Homes in the grand, upscale Pacific Heights neighborhood deliver commanding views of the San Francisco Bay and the city below, with neighborhood hills rising from the Marina and running along an east-west ridge between the Presidio and Van Ness Avenue. When Hollywood wants to film a chase scene, Pacific Heights is where it comes for cinematic thrills.
Some of the oldest, grandest, and largest homes in the city can be found in highly affluent Pacific Heights, which features an ample stock of Victorians, Edwardians, Mission Revivals, and homes in the style of French chateaus. Some of the former baronial mansions now serve as elite private schools, including San Francisco University High School, Drew School, Town School For Boys, and Convent of the Sacred Heart (in the former Flood Mansion).
Pacific Heights has gorgeous parks, playgrounds, and, bounded by the Presidio, easy access to open space and miles of hiking, running, and biking trails. The main shopping district can be found on Fillmore Street, which runs north and south through Pacific Heights and is home to some of the city’s chicest boutiques and choicest restaurants.
The Marina neighborhood is one of the most sought-after in the city. San Francisco begins at the foot of the Golden Gate Bridge, where the city meets the bay. The Marina is home to a large marina and its fleet of exotic yachts. Residents in the million-dollar homes of the Marina appreciate the sun-swept views; the walking, running, and biking trail that runs along the bay; and the wide-open grassy Marina Green that's in constant use by kite flyers and volleyball and soccer players.
One of the main attractions in the Marina is the Palace of Fine Arts, a Roman Classical monument designed by Bernard Maybeck for the Panama-Pacific International Exposition in 1915. The rotunda, massive columns, and lagoon are a favorite place for wedding photographers and travel magazines to get their iconic pictures.
Just east of the Marina is Fort Mason Center, a former Army outpost that now houses a vibrant cultural-arts center featuring art openings, galleries, and dance performances and theater in the Cowell Theater.
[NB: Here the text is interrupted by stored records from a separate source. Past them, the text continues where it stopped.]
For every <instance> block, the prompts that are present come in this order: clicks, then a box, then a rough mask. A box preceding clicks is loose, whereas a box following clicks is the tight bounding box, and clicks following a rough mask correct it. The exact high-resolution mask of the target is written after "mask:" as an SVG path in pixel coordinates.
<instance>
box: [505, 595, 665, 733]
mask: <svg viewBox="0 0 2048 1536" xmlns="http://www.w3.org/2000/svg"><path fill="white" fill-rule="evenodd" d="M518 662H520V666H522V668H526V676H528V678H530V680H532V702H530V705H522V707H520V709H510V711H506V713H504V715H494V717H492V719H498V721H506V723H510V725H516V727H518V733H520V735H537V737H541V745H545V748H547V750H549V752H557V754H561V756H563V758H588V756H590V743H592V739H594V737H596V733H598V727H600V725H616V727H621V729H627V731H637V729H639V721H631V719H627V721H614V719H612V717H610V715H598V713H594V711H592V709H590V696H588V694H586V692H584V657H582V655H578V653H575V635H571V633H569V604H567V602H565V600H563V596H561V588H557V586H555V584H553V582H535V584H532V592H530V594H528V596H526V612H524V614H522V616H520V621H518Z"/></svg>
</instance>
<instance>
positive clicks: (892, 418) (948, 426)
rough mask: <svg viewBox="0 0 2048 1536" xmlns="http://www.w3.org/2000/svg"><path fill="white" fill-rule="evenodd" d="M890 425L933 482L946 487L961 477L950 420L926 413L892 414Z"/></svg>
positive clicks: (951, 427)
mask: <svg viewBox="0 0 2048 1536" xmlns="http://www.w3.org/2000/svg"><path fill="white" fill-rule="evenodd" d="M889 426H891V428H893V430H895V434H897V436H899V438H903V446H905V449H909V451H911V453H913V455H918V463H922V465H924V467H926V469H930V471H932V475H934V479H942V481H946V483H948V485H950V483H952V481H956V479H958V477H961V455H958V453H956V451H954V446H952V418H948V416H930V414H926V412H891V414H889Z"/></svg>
A farmers market, a food and wine festival that attracts thousands, and Greens, one of the first restaurants to offer haute-cuisine vegetarian fare, all operate out of the old Army depot buildings at Fort Mason.
Lower Pac Heights
Between California Street and Geary Boulevard and Presidio Avenue and Gough Streets lies Lower Pacific Heights, a new name for an old neighborhood. This community boasts a central location, proximity to Muni bus lines (the 1 California, the 2 Clement, the 3 Jackson, the 22 Fillmore, and the 38 Geary), and great shopping along the main axis, Fillmore Street.
Ethnically and economically diverse, the neighborhood offers a buffet of city living. Residents can choose from the nightlife along Fillmore Street, including blues venue Boom Boom Room; Japantown and its extraordinary urban mall offering restaurants and specialty retail stores; recently renovated Lafayette Park; and the sunny, spacious, and welcoming Yoga Works on Divisadero Street, where another business district offers a range of restaurants and bars.
Elegant and swanky, Nob Hill is full of grand hotels bordering Huntington Park and imposing mansions. Nob Hill is home to old San Francisco, perched on a steep slope made accessible in the 1870s by the California Street cable car, which still runs through the heart of the neighborhood. The descendants of San Francisco's founding families still frequent their private clubs here, including the gentlemen’s only Bohemian Club.
Neighborhood homes for sale are among the most desirable in all of San Francisco. Baronial wealth is still on display here. Pre-war luxury apartments, decorated with wedding-cake facades, are scattered throughout the neighborhood.
The heart of Nob Hill is Huntington Park and its iconic, 10-foot tall Fountain of Tortoises. Plenty of benches around the classic urban square provide a welcome rest for those who hike up the hill. A children's playground is a hidden gem.
The massive stone edifice of Grace Cathedral represents the Episcopal soul of the community. The Cathedral upholds a strong social-justice program, hosts vocal concerts, and maintains an outdoor labyrinth where locals pace its inlaid stone path in meditative silence.
Despite its steep streets, Nob Hill is an extremely walkable neighborhood with the feel of an urban oasis. Bounded by the upscale boutiques of Union Square, the hubbub of Chinatown, and the nightclubs of Polk Street, Nob Hill is within walking distance to the Financial District and Downtown. Muni bus lines that serve the area include the 1 California and the 30 Stockton.